Be prepared to scaffold this lesson for your students. A sample Notes/Graphic Organizer has been provided for the 2D photo #1.

Scaffolding Ideas:

Novice:
  1. Do the Notes/Graphic Organizer step-by-step with your students, preferably on the smartboard so they can all see you notes and research process.
  2. For “Questions I have about this photograph” Explain your questions and thought process on how you came to ask those questions.
  3. Go through your hypotheses to your questions. Explain that these are educated guesses based on some knowledge you already have or clues in the photo.
  4. Go through how you conduct research to find answers to your questions.
  5. Check and see how your hypotheses helped get you towards some of your answers.
  6. Complete the summary with your students.
  7. You can do this with one photograph as a group as your full lesson. You can also do one as a model and then do one photograph together as a group.

 

More Advanced:
  1. Using a smartboard, do the Notes/Graphic Organizer together for one of the photographs. Allow your students plenty of think-time to develop their questions. As a class list out the questions you have about the photo.
  2. Have your students think about their hypotheses based on what they see and might already know. Write down the hypotheses.
  3. Have students suggest ways to find answers to their questions. Go through the questions and find answers. Model how you can provide a link to help cite the resource you used.
  4. Go back and check out how the hypotheses helped direct the research.
  5. Students can write down their own summaries and share with the group.

 

Most Advanced:
  1. Break students into groups and give each the photographs as well as multiple copies of the Notes/Graphic Organizer.
  2. Have students choose the photograph they would like to work on.
  3. The group will then work together to do the Notes/Graphic Organizer. Each student should complete their own paper, but the content should be similar within the group. Historians at schools, museums, parks, archives, etc. often work together on a project.
  4. Students should provide links for all of their answers so that others can find their research.
  5. After each group has finished a photograph the groups should present their photo and research with the class.

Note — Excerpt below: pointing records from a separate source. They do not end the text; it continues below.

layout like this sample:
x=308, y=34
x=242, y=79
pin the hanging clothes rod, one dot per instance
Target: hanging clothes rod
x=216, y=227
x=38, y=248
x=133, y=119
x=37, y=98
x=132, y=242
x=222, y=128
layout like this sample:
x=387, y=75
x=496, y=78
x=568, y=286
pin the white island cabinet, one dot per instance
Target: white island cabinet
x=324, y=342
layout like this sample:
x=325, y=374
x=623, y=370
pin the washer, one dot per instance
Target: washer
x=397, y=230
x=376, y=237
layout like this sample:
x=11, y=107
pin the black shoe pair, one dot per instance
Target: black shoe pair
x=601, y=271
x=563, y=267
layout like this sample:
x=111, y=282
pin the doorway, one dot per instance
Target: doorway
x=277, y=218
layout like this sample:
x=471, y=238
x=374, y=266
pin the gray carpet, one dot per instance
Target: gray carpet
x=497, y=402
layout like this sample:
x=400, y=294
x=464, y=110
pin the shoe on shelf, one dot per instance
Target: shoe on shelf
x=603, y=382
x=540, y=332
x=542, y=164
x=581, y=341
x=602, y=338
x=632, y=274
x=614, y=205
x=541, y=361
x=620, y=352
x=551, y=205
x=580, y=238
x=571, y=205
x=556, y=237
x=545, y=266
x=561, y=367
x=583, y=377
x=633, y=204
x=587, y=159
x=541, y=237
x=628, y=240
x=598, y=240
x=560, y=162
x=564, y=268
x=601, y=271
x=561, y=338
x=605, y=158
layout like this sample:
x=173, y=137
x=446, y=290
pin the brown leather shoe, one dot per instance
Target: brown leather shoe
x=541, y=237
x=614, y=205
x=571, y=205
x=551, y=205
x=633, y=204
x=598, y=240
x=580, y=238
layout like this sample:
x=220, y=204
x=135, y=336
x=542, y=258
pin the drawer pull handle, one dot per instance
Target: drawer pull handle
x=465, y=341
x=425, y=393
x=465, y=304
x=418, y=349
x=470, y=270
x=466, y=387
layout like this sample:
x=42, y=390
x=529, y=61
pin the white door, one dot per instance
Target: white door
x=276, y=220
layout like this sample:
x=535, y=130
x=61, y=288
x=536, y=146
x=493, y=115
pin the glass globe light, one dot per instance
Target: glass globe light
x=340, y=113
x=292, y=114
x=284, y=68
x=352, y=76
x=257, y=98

Here are the photographs for the lesson:

2D Photos - Photo #1 Photo #2 Photo #3 Photo #4

3D Photos - Photo #1 Photo #2 Photo #3 Photo #4

Closure:

Ask your students, "What did you enjoy most about this project?” “How can we use photographs to study the past?” “How are photographs unique from other primary source material?”

Assessment:

Gather students’ Notes/Graphic Organizer worksheets for your review.

Take notes during discussion. See who, when, and how students were participating.